For Marco Polo, it took us only about one to two hours to get ready. Quite fast.

How long did it take for you to learn how to dance like Jing Fei (read: how many outtakes)?

Haha! For the role of Jing Fei, I had to learn the sword dance, and the fan dance. Which took me about three months to really nail it to a T. And I don't think I made any mistake actually! Hahaha! I totally aced the choreography. I mean there are takes that are not as good, but no outtakes. Haha! And you know the biggest shocker is that I actually had a dance double, and they didn't end up using any of her takes!

What is the one thing you will never compromise about yourself for a role?

I would never compromise my integrity. I think that keeps me sane. And nudity is something that I feel, right now, is a no for me. Well, I don't know if it will ever change, but I think no. Haha!

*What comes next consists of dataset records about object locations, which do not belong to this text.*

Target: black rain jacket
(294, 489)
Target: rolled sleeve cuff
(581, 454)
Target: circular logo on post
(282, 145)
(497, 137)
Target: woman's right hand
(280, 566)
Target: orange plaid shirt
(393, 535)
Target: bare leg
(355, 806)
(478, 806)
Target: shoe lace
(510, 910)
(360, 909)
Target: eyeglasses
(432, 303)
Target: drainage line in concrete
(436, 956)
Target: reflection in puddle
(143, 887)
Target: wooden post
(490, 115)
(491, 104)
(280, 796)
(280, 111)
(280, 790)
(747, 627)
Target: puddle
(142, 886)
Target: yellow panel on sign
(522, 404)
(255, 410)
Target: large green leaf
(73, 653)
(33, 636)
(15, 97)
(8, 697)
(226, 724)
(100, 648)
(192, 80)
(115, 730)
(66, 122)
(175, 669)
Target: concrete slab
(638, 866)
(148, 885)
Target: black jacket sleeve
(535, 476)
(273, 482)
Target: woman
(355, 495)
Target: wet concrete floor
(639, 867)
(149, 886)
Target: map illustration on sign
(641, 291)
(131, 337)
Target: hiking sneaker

Are you excited about the Asian Academy Creative Awards?

Very excited!

Do you know what you're going to wear?

No I don't! I'm actually stressing about that right now, because we're about a few weeks away, and I haven't got anything to wear!

Do you know how you're going to prepare yourself for the awards at least?

I think I am going to try and listen to the people around me and not stress too much and try to enjoy the moment as much as I can. 

Let's put ourselves 24 hours before the awards, mentally how do you see yourself?

24 hours! God, I'm starting to palpitate! Haha! Mentally, I'd be asking if my clothes are ready, hair and makeup's all set to go – what looks we're doing, and I would probably do a facial, the day before. And try to breathe. Haha.

Tell us something others may not know about you.

I'm super messy. Like super, super messy.